From the Fed, Decades’ Worth of Bad Monetary Practice

Ben Bernanke’s stop-and-go policies in the early 2000s were a big bungle that led to a financial meltdown, and the current chairman isn’t doing any better.

AP/Alex Brandon
A former U.S. Federal Reserve chairman, Ben Bernanke, speaks at the Brookings Institution, October 10, 2022. AP/Alex Brandon

As you know, a former Federal Reserve chairman, Ben Bernanke, was just awarded a Nobel Prize in economics. A friend of mine suggested it was the worst Nobel Prize in economics since Paul Krugman’s.  

I’m not sure I’d go quite that far, but that’s probably because I know Ben and respect him as a fine public servant and a very good former professor at Princeton. In fact, being a Republican on the Princeton faculty is not an easy thing. 

So, there: This is not personal. But. But, But, But.  

I think his stop-and-go policies — especially in the early 2000s, when he kept interest rates too low for too long, when he created way too much high-powered liquidity, when he took a strong dollar and made it a weak dollar, and when all his unsound fine-tuning created a boom in gold, commodities, and housing — were a big bungle.  

That bungle led to a financial meltdown, most especially a mortgage meltdown that he had to rescue us out of later on. 

It’s like a fireman who starts the fire — and then wants to take credit for putting it out. Not good. It’s all too reminiscent of the mistakes Jay Powell made almost two years ago as Fed chairman.  

Mr. Bernanke was worried about deflation post-9/11, so he authored a major league money supply helicopter drop, when in fact the George W. Bush tax cuts successfully boosted post-9/11 economic growth. I raise this because Mr. Bush moved to the supply side. He chopped down the top personal tax rate and obliterated the tax rates on capital gains and dividends.  

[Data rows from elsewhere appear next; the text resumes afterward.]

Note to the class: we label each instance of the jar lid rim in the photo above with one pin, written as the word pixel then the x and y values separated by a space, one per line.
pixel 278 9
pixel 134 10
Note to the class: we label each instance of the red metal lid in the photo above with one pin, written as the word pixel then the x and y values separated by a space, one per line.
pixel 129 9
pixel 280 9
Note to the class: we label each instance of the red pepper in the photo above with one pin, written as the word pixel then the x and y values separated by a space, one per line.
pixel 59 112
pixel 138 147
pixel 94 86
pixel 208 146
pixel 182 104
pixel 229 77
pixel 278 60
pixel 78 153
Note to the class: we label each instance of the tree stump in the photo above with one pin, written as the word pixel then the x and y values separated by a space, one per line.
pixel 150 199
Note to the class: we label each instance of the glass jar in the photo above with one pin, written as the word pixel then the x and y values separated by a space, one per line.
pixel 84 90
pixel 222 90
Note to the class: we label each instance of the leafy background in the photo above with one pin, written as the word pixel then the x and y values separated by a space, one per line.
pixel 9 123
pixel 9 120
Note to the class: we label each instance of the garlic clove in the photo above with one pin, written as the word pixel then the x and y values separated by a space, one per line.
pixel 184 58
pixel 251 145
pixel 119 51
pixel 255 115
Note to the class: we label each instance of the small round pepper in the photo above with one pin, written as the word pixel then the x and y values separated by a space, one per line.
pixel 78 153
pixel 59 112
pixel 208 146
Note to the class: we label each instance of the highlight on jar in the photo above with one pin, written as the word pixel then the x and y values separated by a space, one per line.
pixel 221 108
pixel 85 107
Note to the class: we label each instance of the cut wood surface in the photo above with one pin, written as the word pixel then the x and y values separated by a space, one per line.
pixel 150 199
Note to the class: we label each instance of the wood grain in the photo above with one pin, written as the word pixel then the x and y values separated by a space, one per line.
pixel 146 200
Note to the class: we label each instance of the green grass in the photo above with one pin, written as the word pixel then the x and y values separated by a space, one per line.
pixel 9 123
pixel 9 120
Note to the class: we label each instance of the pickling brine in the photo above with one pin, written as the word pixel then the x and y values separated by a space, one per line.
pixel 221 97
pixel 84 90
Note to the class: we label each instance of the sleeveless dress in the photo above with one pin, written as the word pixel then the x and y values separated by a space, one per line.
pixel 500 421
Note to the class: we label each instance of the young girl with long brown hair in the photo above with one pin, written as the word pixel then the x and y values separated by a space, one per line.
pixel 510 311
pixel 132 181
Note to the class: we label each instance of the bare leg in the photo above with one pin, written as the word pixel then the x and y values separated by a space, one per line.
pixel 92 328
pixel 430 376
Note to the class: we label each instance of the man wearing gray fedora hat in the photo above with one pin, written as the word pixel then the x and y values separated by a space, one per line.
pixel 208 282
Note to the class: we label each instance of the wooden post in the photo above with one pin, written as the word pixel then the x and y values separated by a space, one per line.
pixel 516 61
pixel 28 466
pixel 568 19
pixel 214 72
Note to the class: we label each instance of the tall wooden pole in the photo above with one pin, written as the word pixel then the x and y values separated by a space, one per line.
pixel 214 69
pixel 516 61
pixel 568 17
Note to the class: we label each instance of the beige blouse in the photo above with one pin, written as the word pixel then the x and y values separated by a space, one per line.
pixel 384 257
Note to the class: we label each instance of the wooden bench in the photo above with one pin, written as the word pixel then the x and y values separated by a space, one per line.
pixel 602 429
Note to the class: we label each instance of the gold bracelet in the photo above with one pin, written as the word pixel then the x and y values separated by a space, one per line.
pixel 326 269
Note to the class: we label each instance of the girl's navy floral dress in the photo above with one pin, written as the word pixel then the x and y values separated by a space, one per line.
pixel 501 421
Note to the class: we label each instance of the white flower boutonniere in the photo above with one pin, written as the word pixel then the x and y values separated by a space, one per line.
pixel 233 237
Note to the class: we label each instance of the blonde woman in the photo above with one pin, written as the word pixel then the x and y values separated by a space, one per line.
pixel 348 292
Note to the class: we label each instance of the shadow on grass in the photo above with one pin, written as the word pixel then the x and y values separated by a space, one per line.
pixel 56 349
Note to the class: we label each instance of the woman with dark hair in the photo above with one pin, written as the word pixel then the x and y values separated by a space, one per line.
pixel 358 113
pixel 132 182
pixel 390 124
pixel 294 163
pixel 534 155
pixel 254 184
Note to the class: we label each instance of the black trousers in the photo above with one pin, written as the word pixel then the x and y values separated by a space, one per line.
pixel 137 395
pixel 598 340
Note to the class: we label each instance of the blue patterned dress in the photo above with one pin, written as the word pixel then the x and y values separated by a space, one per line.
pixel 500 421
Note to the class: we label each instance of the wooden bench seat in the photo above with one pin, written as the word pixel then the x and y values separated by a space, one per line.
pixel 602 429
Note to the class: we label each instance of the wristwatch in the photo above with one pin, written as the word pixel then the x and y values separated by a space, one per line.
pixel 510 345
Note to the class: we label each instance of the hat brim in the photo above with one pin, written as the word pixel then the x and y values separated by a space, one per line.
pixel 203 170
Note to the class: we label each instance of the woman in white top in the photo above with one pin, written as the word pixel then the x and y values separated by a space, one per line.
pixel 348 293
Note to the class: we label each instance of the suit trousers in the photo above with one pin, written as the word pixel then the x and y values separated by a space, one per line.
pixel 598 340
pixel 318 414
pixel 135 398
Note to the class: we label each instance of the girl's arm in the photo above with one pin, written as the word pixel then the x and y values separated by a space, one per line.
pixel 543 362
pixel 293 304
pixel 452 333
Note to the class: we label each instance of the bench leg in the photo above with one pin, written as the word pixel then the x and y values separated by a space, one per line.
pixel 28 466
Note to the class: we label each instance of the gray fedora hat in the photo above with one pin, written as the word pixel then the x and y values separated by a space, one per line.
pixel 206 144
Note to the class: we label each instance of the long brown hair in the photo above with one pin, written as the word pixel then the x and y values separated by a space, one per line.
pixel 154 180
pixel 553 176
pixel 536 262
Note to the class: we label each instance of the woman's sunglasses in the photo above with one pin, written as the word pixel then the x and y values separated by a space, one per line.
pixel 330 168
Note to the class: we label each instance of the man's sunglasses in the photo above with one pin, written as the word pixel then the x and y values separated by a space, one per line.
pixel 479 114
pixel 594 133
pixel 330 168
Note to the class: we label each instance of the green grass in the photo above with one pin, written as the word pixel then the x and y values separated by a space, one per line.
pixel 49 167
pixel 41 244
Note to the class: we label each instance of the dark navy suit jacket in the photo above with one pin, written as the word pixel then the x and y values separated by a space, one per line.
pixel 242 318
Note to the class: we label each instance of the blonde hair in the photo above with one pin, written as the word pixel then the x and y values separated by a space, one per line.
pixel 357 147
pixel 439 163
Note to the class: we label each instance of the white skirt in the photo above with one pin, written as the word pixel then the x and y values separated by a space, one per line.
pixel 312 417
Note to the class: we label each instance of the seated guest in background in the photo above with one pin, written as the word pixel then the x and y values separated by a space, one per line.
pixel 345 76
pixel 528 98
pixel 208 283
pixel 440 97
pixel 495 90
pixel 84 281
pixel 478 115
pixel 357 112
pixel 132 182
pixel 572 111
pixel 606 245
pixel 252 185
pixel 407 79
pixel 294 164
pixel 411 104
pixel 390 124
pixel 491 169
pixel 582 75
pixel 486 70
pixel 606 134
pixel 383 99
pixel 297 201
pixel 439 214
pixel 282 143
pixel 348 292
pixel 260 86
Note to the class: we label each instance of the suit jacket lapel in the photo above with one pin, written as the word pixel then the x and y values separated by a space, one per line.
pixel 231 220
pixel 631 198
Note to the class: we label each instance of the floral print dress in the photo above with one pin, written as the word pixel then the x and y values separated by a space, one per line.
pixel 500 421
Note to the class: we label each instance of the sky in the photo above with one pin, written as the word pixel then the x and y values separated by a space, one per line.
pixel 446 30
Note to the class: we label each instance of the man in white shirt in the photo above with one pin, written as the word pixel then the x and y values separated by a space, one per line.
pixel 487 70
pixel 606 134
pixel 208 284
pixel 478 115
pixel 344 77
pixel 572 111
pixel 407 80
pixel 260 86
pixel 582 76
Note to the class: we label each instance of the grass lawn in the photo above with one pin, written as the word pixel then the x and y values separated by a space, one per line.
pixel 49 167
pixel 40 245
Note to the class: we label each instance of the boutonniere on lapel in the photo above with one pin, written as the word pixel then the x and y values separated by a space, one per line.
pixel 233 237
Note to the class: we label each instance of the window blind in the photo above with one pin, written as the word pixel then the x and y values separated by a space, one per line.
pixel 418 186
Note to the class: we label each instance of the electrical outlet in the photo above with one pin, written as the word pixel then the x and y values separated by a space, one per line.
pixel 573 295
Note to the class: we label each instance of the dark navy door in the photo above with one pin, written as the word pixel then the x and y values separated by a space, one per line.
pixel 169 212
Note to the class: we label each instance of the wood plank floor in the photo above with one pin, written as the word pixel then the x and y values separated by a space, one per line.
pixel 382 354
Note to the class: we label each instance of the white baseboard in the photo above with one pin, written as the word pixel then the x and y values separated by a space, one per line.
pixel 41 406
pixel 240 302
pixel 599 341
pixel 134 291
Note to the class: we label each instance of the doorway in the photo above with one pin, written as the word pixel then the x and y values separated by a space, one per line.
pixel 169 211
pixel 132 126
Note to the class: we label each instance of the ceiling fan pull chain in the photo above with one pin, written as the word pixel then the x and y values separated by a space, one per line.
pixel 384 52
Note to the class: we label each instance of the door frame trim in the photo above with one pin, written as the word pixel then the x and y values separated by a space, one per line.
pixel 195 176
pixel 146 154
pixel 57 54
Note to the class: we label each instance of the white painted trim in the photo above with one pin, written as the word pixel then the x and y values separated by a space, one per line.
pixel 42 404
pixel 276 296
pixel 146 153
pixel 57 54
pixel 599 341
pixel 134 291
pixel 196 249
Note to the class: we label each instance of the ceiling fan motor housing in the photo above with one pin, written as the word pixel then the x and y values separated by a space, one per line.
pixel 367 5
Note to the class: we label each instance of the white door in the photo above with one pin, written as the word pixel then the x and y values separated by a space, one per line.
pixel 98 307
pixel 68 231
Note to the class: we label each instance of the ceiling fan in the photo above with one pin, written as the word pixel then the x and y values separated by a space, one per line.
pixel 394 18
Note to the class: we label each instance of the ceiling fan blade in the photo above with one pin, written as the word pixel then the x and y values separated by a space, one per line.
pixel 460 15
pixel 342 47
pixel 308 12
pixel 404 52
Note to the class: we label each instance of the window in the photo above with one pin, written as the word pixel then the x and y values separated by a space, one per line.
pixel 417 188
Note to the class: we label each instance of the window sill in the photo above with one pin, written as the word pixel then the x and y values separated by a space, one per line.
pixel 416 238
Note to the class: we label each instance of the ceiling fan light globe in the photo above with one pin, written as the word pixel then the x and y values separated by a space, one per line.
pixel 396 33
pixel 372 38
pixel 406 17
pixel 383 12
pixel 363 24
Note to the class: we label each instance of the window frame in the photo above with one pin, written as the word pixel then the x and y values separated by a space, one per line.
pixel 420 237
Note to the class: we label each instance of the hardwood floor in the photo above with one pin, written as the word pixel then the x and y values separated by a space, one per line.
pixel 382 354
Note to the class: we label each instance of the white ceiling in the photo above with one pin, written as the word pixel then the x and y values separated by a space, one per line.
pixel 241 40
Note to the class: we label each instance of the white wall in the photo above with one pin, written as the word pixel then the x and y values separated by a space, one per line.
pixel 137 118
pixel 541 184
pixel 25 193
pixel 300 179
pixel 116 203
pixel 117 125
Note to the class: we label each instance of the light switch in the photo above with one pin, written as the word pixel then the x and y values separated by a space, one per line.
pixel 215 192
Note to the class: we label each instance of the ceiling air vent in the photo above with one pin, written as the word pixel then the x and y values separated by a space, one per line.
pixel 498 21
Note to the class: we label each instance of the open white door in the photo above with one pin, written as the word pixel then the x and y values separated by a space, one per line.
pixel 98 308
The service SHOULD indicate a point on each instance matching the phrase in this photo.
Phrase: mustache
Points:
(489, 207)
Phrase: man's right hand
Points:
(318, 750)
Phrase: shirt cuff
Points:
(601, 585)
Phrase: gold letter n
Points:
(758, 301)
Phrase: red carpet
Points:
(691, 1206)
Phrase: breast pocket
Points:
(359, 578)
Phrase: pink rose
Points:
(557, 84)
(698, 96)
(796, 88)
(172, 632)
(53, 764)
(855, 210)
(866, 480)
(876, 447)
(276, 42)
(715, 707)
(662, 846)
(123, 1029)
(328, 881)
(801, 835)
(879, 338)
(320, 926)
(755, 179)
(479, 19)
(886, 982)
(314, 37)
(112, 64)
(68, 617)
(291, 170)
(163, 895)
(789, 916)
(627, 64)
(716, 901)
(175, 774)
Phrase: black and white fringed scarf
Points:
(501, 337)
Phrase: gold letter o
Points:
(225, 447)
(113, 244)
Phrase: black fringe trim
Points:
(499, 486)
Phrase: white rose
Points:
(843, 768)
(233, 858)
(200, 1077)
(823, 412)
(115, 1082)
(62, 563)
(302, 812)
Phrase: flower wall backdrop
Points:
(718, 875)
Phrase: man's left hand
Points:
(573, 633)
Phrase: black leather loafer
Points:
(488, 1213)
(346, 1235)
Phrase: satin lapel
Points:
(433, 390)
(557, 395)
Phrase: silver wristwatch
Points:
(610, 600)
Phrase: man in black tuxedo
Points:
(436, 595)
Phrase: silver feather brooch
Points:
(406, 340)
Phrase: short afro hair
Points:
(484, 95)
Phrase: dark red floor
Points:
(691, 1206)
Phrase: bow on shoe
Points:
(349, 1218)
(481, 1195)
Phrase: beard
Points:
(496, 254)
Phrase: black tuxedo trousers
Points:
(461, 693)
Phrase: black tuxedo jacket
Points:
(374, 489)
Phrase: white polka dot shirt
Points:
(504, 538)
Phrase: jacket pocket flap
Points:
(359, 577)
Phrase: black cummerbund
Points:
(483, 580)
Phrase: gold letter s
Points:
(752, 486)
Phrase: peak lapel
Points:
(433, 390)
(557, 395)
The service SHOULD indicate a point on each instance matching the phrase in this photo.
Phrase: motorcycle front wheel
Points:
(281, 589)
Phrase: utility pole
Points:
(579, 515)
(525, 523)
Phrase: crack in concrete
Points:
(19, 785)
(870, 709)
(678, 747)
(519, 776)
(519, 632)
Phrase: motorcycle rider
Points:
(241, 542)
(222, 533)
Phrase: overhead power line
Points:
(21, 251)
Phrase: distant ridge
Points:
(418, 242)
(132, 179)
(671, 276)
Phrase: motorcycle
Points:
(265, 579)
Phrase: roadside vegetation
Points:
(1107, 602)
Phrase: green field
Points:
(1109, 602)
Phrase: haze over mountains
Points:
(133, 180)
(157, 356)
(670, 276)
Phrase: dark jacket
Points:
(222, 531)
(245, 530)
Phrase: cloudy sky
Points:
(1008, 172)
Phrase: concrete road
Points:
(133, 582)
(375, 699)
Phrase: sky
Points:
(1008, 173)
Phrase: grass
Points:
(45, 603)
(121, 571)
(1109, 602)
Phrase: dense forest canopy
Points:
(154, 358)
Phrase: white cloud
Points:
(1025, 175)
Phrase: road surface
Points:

So when everything was taxed less, including investment, we got more of it. And the Bush boom did not require a major opening of the monetary spigots. We were doing fine. The supply side worked. The Laffer curve worked. But Ben Bernanke wasn’t watching, and that’s what got everybody into trouble. 

Sound familiar? The V-shaped recovery in late 2020 and early 2021 was ignored by the Biden socialists and the Jay Powell modern monetary theorists. Remember?  

Everybody was cheerleading for a $2 trillion stimulus package — that is, everybody in the left-wing camp — but we didn’t need it, and it started a big inflation. Mr. Powell opened those monetary spigots wider and wider even though the economy was growing at 6 percent thanks to President Trump’s tax cuts, deregulation, and energy dominance. 

So, here we are again. Only it’s a reverse rescue.  

Mr. Bernanke had to save America, he thought, by turning the spigots on, then off, then back on again. Mr. Powell kept the spigots on, opened them wider, and now he is crunching down until there’s no tomorrow. 

I don’t know if this is modern monetary theory, or what, but I do know that in both cases it was bad monetary practice. There’s an easier and softer way.  

Keep the dollar steady in relation to commodities and real goods, keep the spigots at medium-open, and we’ll have price stability. Leave the growth incentives to tax and regulatory and limited spending policies — where it belongs. 

The monetary lever is for inflation. The fiscal lever is for growth. Beginning with Ronald Reagan and Jack Kemp, and Art Laffer, and Steve Forbes, and a whole bunch of us — we’ve been saying this for more than four decades.  

Now, one more point about Ben Bernanke: I don’t know why he and others are so determined to bail out failing institutions.  

We had a chance during that financial crisis to get rid of some real turkeys. Like Fannie and Freddie, which should’ve been privatized. Or, remember the craziness: Bear Sterns was bailed out, Merrill was sold, and Lehman was left to fail. Whole parts of AIG insurance could’ve been dumped or junked — but they were bailed out. 

Stanford’s John Taylor has often written that it was the unknowable erratic bailout policies that did as much — or even more — damage to the financial world as the opening up of the monetary spigots after the crisis came upon us. Governments shouldn’t pick winners and losers.  

Still, today, it’s incredible to me that Fannie and Freddie are now owned — lock, stock, and barrel — by the U.S. government, a.k.a., the taxpayers.  

We shouldn’t be bailing out student loans, mortgage lenders, gasoline prices, potheads, banks, car companies, semiconductor companies, EV makers, wind and solar farms, and insurance firms. How about, make my day: No new bailouts. 

Or, make my day: $31 trillion of debt has gone too far. Don’t you think?  

From Mr. Kudlow’s broadcast on Fox Business News.